Pressemitteilungen

An dieser Stelle finden Sie den umfangreichsten Pool an nationalen gastroenterologischen Pressemitteilungen deutschlandweit. Alle Pressemitteilungen des BVGD, der DGVS und des bng werden hier zusammengeführt. Sie haben Fragen zu einzelnen Themen? Wenden Sie sich an unsere Pressestelle unter den nebenstehenden Kontaktdaten.

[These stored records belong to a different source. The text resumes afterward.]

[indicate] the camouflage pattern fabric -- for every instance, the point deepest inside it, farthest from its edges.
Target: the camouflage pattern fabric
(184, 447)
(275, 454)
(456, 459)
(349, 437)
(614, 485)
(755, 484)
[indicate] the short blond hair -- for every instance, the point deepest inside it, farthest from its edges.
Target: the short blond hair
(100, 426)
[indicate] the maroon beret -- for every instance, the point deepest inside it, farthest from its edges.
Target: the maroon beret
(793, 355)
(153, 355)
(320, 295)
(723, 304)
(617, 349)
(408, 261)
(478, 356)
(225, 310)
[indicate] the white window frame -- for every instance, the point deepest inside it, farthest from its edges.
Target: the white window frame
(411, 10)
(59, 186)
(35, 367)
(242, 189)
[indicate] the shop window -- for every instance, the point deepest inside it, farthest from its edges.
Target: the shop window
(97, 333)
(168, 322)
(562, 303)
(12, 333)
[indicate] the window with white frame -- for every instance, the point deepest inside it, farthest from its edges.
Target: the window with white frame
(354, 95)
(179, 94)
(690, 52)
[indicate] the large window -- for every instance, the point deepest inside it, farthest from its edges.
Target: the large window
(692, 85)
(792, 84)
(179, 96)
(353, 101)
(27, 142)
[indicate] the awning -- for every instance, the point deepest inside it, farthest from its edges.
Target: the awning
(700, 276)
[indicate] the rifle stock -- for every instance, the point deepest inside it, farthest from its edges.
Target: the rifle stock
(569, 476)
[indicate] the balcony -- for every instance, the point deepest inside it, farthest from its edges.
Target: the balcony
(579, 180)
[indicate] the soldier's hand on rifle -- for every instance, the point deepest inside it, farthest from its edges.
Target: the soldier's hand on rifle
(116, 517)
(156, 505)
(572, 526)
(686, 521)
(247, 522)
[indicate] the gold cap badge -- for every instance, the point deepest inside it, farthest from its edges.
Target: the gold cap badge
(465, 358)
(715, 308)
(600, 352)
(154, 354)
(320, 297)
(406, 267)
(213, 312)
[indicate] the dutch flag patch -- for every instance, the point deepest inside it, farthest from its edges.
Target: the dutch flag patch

Mitteilung des BNGJuli 2018

Einladungsverfahren am 19.07.2018 durch den GBA beschlossen

Die Vorteile des Einladungsverfahrens zum Darmkrebs-Screening sind unbestritten. Prof. Dr. Hermann Brenner und bng-Vorstand Dr. Albert Beyer haben in der aktuellen Ausgabe der Apotheken-Umschau (siehe Anlage) erneut auf die unnötige Verzögerung des Einladungsverfahrens hingewiesen. Mit erheblicher Verspätung hatte der GBA in diesem Artikel gegenüber der Apotheken Umschau die Einführung für Mitte 2018 angekündigt. Ganz aktuell wurde nun am 19.07.2018 die Richtlinie für das Einladungsverfahren zum Darmkrebs-Screening durch den GBA verabschiedet.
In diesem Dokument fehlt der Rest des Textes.